Scope: The Knowledge Graph Layer (KG) models entities, themes, and relationships for discovery and linking. It is not the Grounded Insight Layer (GIL) (docs/architecture/gi/ontology.md — insights, quotes, grounding).

Design principles

  1. Episode-anchored: Every KG graph is produced per episode in v1; global merge is a logical union of files or a future projection layer.
  2. Stable IDs: Episode nodes use episode:{episode_id}; Topic/Entity ids are global (slug-based) so merged graphs connect across episodes (see § Identity conventions).
  3. Explicit separation from GIL: Do not reuse Insight / Quote semantics from GIL; cross-linking GIL and KG is optional and post-v1 unless specified in RFC-055 updates.

Identity conventions (v1 shipped)

Node type ID pattern (examples)
Episode episode:{episode_id} (same anchor string as artifact episode_id; shared with GI)
Topic topic:{slug} — global by normalized label slug (bullets or provider)
Entity entity:{entity_kind}:{name_slug} — global by kind + slugified name (hosts/guests/LLM). Properties include name and optional graph label (pipeline mirrors name, like Topic label).
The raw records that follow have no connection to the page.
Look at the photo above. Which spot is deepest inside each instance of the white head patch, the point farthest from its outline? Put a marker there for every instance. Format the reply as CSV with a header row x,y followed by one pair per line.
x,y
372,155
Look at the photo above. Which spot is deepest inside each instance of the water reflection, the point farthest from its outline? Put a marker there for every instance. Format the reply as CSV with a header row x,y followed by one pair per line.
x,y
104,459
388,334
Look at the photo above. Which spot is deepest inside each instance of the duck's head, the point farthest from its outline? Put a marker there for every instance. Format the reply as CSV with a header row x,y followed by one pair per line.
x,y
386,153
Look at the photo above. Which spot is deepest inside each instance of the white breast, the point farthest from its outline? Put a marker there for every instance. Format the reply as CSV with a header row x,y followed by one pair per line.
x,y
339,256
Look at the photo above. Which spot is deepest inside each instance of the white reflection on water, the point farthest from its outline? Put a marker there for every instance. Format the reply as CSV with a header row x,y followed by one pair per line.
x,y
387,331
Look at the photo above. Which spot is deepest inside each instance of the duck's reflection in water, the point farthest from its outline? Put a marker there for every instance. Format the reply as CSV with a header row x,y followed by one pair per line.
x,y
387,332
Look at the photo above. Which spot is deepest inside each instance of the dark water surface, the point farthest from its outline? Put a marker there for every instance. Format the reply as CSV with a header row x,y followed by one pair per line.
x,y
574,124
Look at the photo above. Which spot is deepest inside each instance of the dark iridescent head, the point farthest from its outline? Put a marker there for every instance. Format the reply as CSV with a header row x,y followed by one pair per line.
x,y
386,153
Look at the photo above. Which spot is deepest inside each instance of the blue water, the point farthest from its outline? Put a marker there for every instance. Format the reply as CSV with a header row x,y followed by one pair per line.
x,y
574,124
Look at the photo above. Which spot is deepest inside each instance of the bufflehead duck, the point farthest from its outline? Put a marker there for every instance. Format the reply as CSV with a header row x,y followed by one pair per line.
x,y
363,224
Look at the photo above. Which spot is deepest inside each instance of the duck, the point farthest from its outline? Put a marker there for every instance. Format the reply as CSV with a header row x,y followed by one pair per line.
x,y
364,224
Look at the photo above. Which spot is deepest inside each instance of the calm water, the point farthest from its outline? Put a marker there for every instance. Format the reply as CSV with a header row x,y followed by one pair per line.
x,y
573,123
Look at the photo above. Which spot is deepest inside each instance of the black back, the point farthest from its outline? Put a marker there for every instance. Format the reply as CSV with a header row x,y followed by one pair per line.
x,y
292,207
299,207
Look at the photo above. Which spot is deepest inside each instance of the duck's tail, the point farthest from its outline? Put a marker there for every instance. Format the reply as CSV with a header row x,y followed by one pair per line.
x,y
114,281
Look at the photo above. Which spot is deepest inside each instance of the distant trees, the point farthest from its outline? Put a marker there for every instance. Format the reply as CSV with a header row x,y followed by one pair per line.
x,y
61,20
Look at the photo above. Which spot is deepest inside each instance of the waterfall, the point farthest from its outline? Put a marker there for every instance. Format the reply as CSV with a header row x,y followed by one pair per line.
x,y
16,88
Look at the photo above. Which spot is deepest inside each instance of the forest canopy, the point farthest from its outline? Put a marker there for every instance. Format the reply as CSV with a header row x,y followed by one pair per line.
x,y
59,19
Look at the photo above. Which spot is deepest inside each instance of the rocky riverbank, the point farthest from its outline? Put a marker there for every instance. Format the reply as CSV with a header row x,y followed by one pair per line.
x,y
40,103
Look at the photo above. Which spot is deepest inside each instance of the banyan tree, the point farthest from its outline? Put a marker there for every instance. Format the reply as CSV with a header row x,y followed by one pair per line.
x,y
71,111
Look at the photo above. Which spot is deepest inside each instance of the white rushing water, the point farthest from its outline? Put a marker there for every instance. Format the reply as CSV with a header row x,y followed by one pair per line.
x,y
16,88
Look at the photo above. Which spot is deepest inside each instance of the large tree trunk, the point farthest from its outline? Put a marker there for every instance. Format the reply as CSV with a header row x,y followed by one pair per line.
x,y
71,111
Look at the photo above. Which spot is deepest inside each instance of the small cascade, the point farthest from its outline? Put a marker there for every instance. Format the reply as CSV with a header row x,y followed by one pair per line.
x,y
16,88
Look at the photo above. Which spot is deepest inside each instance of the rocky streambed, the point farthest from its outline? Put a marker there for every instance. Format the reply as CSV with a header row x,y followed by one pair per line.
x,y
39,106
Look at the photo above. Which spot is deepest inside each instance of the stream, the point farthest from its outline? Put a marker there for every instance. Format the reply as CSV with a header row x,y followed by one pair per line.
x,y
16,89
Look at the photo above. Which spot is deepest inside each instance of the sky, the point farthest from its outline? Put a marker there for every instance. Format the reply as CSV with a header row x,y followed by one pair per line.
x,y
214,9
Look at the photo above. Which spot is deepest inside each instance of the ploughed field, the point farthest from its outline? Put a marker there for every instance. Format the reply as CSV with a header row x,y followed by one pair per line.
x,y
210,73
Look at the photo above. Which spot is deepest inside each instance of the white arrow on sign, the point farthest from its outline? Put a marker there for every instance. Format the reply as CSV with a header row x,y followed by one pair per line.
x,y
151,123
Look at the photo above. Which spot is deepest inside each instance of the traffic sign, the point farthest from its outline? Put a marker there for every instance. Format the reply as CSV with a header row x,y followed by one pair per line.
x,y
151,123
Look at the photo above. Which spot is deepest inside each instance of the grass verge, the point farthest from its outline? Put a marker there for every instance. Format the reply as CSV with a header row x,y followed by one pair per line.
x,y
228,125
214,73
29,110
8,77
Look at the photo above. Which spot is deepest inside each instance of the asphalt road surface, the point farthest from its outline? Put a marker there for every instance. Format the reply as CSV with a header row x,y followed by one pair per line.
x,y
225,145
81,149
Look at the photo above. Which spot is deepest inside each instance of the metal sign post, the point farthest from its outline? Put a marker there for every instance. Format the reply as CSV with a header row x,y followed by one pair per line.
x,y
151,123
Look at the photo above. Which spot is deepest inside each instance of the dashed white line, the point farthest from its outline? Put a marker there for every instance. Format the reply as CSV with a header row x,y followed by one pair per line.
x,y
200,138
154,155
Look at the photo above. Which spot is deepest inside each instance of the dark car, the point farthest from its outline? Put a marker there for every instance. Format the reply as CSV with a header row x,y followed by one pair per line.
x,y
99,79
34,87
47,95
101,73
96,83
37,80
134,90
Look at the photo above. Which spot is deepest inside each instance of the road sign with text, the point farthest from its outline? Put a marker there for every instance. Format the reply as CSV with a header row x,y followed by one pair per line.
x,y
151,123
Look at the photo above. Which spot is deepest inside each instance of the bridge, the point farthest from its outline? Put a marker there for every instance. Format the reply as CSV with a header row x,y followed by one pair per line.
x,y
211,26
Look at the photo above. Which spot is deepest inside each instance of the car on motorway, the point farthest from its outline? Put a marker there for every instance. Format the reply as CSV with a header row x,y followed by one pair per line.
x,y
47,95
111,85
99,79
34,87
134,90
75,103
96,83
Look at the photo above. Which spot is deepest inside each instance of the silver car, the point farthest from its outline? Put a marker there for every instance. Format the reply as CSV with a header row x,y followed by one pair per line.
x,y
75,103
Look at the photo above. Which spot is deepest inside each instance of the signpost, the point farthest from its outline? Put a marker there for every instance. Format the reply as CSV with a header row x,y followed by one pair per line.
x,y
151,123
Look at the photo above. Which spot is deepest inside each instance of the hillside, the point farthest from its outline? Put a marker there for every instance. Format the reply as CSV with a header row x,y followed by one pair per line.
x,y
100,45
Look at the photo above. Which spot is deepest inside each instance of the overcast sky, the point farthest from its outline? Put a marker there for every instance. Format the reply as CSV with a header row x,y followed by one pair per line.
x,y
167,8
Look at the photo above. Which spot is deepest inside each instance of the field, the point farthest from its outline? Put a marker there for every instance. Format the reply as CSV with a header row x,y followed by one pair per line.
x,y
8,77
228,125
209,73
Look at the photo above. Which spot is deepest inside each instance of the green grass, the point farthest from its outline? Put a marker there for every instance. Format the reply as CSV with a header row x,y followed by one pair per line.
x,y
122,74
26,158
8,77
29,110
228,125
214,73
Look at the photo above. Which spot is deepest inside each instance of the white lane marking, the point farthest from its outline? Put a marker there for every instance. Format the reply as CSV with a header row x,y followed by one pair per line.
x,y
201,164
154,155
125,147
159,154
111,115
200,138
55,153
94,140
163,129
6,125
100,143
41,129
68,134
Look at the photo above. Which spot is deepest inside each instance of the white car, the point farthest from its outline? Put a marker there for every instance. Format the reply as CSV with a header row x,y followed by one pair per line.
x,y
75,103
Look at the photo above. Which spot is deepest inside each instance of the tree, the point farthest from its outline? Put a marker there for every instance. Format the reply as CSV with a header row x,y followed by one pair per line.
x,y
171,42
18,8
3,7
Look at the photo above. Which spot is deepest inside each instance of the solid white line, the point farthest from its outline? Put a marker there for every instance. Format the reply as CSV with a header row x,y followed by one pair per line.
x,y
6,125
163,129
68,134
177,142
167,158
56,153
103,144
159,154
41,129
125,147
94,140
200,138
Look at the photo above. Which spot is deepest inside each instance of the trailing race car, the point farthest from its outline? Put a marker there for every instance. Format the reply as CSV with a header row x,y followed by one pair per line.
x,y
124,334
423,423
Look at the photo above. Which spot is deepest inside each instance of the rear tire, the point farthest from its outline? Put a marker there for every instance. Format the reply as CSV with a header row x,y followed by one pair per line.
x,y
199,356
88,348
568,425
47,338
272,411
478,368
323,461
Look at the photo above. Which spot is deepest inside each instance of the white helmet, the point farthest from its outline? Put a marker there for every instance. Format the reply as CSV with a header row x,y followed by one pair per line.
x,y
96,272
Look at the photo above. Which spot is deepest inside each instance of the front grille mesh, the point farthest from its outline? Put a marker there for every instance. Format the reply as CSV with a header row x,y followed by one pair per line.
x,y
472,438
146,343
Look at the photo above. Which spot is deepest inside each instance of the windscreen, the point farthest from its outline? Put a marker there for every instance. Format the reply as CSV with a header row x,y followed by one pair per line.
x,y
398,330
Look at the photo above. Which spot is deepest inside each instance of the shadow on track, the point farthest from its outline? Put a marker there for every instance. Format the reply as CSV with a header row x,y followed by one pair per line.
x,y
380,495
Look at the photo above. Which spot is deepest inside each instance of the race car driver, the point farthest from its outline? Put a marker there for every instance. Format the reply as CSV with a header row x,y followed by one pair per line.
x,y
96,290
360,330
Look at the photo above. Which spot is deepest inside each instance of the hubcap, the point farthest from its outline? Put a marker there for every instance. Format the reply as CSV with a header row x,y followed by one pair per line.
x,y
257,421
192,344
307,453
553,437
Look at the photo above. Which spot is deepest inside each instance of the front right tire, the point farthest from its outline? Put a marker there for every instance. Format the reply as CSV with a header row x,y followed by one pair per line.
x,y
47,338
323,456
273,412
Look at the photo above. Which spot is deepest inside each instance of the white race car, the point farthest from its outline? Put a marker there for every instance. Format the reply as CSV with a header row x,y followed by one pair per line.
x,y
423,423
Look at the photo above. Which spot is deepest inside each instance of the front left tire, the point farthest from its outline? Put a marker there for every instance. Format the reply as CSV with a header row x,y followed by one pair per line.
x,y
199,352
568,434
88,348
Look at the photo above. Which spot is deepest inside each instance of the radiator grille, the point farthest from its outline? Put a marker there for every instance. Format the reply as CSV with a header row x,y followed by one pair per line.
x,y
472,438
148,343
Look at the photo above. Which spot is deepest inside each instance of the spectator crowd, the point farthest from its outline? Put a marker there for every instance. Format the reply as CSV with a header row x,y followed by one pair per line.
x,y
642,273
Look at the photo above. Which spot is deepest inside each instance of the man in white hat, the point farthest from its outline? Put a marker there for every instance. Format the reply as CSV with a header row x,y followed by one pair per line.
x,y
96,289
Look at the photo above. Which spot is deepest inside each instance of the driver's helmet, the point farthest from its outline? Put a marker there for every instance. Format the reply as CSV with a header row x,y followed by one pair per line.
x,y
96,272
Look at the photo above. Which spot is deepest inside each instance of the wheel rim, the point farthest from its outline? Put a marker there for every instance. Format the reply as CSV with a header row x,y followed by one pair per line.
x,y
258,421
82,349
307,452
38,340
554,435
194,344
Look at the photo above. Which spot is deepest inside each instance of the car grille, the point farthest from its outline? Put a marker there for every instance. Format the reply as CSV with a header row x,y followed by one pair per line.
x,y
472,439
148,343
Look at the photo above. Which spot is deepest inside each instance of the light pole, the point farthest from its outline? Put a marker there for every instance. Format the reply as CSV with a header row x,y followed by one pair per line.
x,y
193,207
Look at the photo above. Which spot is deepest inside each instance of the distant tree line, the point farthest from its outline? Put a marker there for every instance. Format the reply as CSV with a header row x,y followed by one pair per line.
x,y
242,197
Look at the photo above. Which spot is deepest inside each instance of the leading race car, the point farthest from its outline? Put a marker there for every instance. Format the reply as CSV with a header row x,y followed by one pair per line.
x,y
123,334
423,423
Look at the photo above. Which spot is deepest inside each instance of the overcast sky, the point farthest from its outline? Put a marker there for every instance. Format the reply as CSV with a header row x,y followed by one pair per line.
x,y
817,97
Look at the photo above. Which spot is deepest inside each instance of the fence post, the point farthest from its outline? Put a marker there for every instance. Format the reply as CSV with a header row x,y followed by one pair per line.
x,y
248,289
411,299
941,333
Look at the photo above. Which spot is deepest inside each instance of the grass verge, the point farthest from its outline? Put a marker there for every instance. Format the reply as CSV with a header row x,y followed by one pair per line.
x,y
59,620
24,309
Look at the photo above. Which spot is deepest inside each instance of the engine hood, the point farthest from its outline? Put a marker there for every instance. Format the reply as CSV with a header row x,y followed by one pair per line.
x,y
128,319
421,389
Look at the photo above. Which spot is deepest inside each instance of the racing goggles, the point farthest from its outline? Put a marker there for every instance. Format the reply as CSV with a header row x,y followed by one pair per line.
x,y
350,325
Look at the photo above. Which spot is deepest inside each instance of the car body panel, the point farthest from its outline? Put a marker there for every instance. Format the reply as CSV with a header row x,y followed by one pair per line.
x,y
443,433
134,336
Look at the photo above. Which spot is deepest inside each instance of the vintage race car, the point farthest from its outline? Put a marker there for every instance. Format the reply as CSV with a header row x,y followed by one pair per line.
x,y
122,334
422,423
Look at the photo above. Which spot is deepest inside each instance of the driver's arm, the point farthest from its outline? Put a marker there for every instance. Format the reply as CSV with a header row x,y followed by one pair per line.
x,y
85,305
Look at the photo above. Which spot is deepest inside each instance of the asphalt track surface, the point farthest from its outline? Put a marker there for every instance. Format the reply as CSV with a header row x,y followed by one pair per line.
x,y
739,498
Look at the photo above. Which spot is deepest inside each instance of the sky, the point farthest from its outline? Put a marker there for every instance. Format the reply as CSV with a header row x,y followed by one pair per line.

Slug: Derived from the topic label via the pipeline slugifier (lowercase, hyphenated, max length capped in code) — must be non-empty in artifacts.

Edges: MENTIONS is directed from the Topic or Entity to the Episode anchor node.

Node types (v1)

Fields and enums are normative in kg.schema.json.

Type Description
Episode Anchor: podcast_id, title, publish_date (required). Optional audio_url, duration_ms in schema for consumers; v1 builder does not set them.
Entity name, entity_kind (person | organization). Optional label (graph/UI; pipeline copies name). Optional role: host, guest, or mentioned (v1 builder sets one when emitting an Entity). Optional description (v1.1 / GitHub #487): short episode-specific context from LLM extraction.
Topic label, slug (both required, non-empty). Optional description (v1.1 / #487) for richer embedding context.

Edge types (v1)

Type Description
MENTIONS Topic or Entity Episode (appears-in-episode). Optional properties object (often empty {}).
RELATED_TO Reserved — not emitted by the v1 builder; allowed in schema for forward compatibility.

Provenance

  • schema_version: 1.0 (legacy) or 1.1 (pipeline default when emitting; adds optional Topic/Entity description per #487).
  • extraction.model_version: stub | summary_bullets | provider:<summarization_model_id> | provider:summary_bullets:<summarization_model_id>.
  • extraction.extracted_at: ISO-8601 timestamp (UTC Z in shipped output).
  • extraction.transcript_ref: Relative transcript path or label for the text used in extraction.

Versioning

  • Bump schema_version, kg.schema.json, and this file together for breaking changes after v1.
  • GIL ontology — grounded insights, quotes, SUPPORTED_BY (separate feature).